Took my first deer with a bow on Friday then followed up on Sat. with my first hog bow kill. What a freaking adrenaline kick....pretty sure I'm hooked.


----------



## cva34 (Dec 22, 2008)

*WOW*

Your HOOKED.CONGRATS....CVA34


----------



## slabnabbin (May 25, 2010)

congrats! first bow kill is awesome


----------



## justin-credible1982 (Sep 12, 2006)

cva34 said:


> Your HOOKED.CONGRATS....


 X2!!!


----------



## Tombstone (May 19, 2009)

Way to go on your first pair of bow kills!


----------



## RATLTRAP (Sep 16, 2009)

Way to go! That should fill the freezer!


----------



## Jasmillertime (Mar 23, 2010)

oh you are definately hooked. congrats on the double


----------



## Timemachine (Nov 25, 2008)

I'm sharing your pride.. Also made my first deer kill on Friday.

Congrats'


----------



## Aggie Chris (Jun 5, 2005)

Congrats Time! 

I don't know about you but it was a LOT more rewarding for me than pulling a trigger.
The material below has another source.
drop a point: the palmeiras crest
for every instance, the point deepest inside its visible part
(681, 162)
I'll admit I've had the bow for quite a while and hunted with it a few times over the years with little luck. Always went back to the rifle to fill the freezer. Not sure if it will even make it out to the field this year!

Thanks for all the congrats guys.


----------



## Screeminreel (Jun 2, 2004)

Congrats on the success. Don't let that rifle gather too much dust however, there are way too many hogs out there for that. 

I myself have been hunting hard with my bow(s) for the past two years, but I have to admit, my success rate has gone downhill fast. I don't mind the challenge, but I do really hate trying to get those follow up shots of on those already spooked hogs as they are leaving the scene. At least with the rifle or side arm, they had to make it out past 75 - 100 or more yards before being in the clear. 

Keep up the good work.


----------



## Bucksnort (Jun 29, 2004)

Congratulations. Doesn't get much better than that.


----------



## coup de grace (Aug 7, 2010)

*congrats...*


----------



## Chunky (Oct 15, 2006)

Well done, congrats.


----------